Companies with excess cash often invest those funds in other businesses' stocks or bonds. They decide whether they want to hold those securities for many years or for a few months. "Available-for-sale securities" refer to stocks or bonds the company purchased with the intention of selling whenever it needed cash. This approach can provide the company a higher return on its investment and the flexibility of cash. At the end of each period, companies calculate the fair market value of these securities and record this adjustment as an unrealized gain or loss. The unrealized gain or loss affects the company’s accumulated other comprehensive income, a component of stockholders' equity.
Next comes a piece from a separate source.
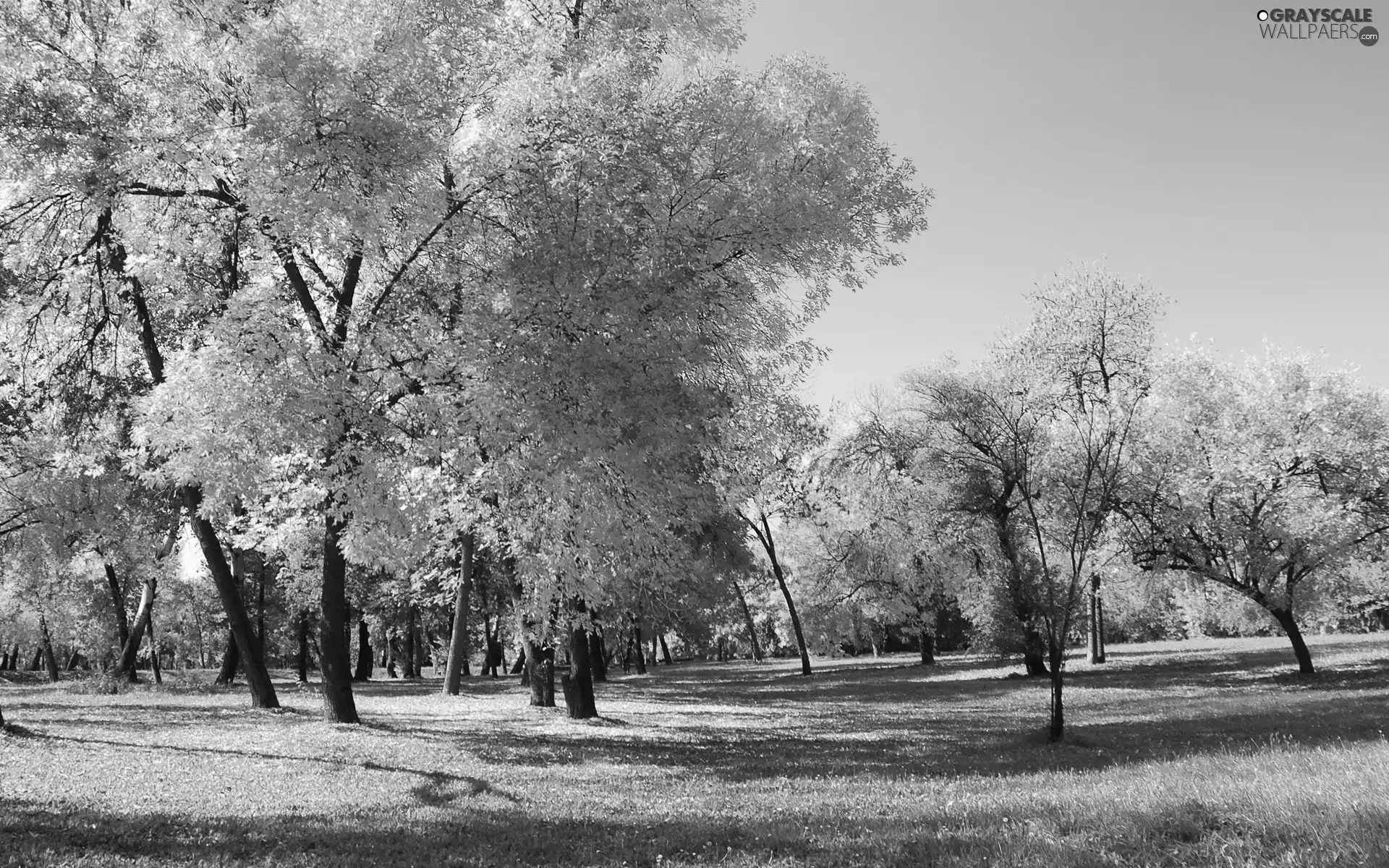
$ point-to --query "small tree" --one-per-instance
(1259, 477)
1. Read the most recent balance sheet. Find the value of the available-for-sale securities from the assets section. This equals the book value of the securities.
2. Log onto a website where daily stock and bond prices are reported. Look up the available-for-sale security you own. Find the closing price for the last day of the period.
3. Multiply the closing price by the number of shares in the securities you own. This equals the fair market value of those securities at the end of the period.
4. Subtract the book value of the securities from the fair market value, if the fair market value exceeds the book value. The difference is the gain in value.
5. Subtract the fair market value of the securities from the book value, if the book value exceeds the fair market value. This equals the loss in value.
- A company realizes a gain or loss when it sells the security. The value of the security changes whether or not the company sells the security. An "unrealized" gain or loss refers to a change in the value of the security not recognized through a sale. The company records the unrealized gain or loss to reflect the change in value. This change in value appears on the company’s income statement and balance sheet.